“Next to Normal” is crazy good

  • Theresa Goffredo
  • Saturday, February 26, 2011 6:16pm
  • Life

Yes. Spend some of your hard-earned money and go see the musical “Next to Normal” at the 5th Avenue Theatre and celebrate the fact that a Pulitzer Prize winning play was created here.

And not just here in the northwest, but at Village Theatre, which is based in Issaquah but also performs at the Everett Performing Arts Center.

Brian Yorkey, VT’s associate artistic director for seven years, received the Pulitzer for drama in 2010 as well as the 2009 Tony Award for Best Score for “Next to Normal,” which got is start as a Village Originals production.

The story about a family dealing with tragedy and a mother who is bipolar and delusional is edgy with moments of cutting snarkiness that are funny and biting. The music is sexy and contemporary.

As the mom Diana, Alice Ripley is spellbinding, taking us again and again down her rabbit hole of madness. She fights each plummet with her own style and sense of humor.

The father, Dan, played by the sweet-voiced and earnest Asa Somers, fights to hold onto his family and wife but in the end winds up grasping at smoke. Gabe the son, played by Curt Hansen, is haunting, and daughter Natalie, neglected and forgotten, is full of anger and angst and portrayed in a powerhouse performance by Emma Hunton.

Everett Village Theatre KIDSTAGE alumn Caitlin Kinnunen is Natalie’s understudy. She was cast in “Spring Awakening” on Broadway a couple years back, about age 16, and Kinnunen is now touring with “Next to Normal”.

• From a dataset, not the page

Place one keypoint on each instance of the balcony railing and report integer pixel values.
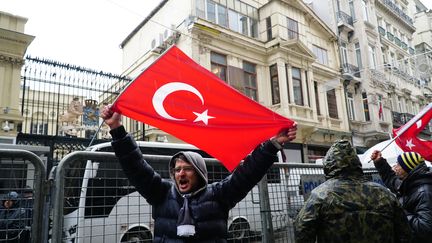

Preston Sadleir played Henry, the boy in love with Natalie and the kind of friend every young angst-ridden woman should have. Jeremy Kushnier gave Dr. Madden just the right amount of creep.

So celebrate this home-grown success and that new musical theater can send a message that might make us squirm a bit but also make us laugh and shed some tears.

“Next to Normal” plays through March 13 at The 5th Avenue Theatre, 1308 Fifth Ave., Seattle.